Mathematical Model
==================

This page summarizes the optimization problem solved by OCEAN at the modeling
level. The goal is not to reproduce every implementation detail of every
backend, but to make the shared mathematical structure explicit.

Problem statement
-----------------

Let:

- :math:`\hat{x} \in \mathcal{X}` be the query instance,
- :math:`y` be the desired target class,
- :math:`x` be the counterfactual decision vector.

The ensemble prediction rule is:

.. math::

   \hat{y}(x) \in \arg\max_{c \in \mathcal{Y}} f_c(x).

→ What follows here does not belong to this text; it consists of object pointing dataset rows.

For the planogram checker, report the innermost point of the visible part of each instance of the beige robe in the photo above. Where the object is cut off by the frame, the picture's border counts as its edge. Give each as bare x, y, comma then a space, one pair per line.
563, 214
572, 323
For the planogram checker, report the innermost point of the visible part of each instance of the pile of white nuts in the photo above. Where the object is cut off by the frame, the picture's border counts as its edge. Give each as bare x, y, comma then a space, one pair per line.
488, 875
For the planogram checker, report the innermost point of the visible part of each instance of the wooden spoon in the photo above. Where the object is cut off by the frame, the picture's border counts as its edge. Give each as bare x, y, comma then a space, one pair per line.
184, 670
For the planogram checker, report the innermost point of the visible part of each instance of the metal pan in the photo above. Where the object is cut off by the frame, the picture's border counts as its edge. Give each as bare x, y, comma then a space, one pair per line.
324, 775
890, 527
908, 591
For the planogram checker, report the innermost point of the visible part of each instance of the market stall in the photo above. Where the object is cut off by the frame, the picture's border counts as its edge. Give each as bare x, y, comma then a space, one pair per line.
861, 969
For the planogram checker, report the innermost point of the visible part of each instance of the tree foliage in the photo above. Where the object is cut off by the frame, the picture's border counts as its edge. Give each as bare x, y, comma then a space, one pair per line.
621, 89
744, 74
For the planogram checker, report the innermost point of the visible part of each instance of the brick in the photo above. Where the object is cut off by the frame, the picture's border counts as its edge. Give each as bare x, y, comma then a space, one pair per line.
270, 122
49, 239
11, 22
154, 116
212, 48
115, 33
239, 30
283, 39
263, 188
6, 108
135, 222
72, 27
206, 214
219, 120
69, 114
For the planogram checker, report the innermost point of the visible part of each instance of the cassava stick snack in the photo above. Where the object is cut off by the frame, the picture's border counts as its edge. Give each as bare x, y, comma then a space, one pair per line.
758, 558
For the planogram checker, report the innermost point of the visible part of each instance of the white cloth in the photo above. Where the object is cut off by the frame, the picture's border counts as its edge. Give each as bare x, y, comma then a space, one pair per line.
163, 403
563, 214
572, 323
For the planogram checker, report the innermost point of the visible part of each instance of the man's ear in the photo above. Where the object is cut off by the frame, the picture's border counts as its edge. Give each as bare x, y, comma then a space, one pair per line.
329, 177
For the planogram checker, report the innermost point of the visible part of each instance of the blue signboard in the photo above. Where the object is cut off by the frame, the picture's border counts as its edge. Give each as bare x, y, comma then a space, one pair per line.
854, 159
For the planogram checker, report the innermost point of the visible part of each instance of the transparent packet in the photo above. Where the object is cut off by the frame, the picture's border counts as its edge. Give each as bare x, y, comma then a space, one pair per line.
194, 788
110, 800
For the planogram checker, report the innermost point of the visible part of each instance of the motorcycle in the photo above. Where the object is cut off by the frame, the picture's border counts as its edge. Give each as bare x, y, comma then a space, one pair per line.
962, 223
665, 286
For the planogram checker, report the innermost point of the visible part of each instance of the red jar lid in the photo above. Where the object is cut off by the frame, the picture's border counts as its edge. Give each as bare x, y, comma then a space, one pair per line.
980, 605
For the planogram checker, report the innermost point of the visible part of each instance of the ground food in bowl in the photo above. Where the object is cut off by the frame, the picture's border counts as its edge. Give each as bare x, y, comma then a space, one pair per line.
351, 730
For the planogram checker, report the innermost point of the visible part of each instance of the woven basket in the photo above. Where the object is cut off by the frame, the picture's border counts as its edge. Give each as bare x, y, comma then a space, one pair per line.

At a high level, OCEAN solves:

.. math::

   x^\star \in \arg\min_{x \in \mathcal{X}} d(x, \hat{x})
   \quad \text{s.t.} \quad
   f_y(x) \ge f_c(x) + \varepsilon_c,
   \qquad \forall c \neq y.

Here :math:`f_c(x)` is the class-:math:`c` component of the ensemble decision
function, evaluated at the candidate counterfactual :math:`x`. The tie-breaking
constant is defined as:

.. math::

   \varepsilon_c =
   \begin{cases}
   \varepsilon & \text{if } c < y, \\
   0 & \text{otherwise.}
   \end{cases}

This enforces that the target class is strictly preferred, including in the
presence of ties. The default value of :math:`\varepsilon` depends on the
backend:

- MIP uses :math:`\varepsilon = 2^{-16} = 1/65536 \approx 1.5259 \times 10^{-5}`.
- CP uses :math:`\varepsilon = 1` because the score expressions are integer
  scaled.
- MaxSAT uses :math:`\varepsilon = 1` after integerizing the score
  differences used in the pseudo-Boolean encoding.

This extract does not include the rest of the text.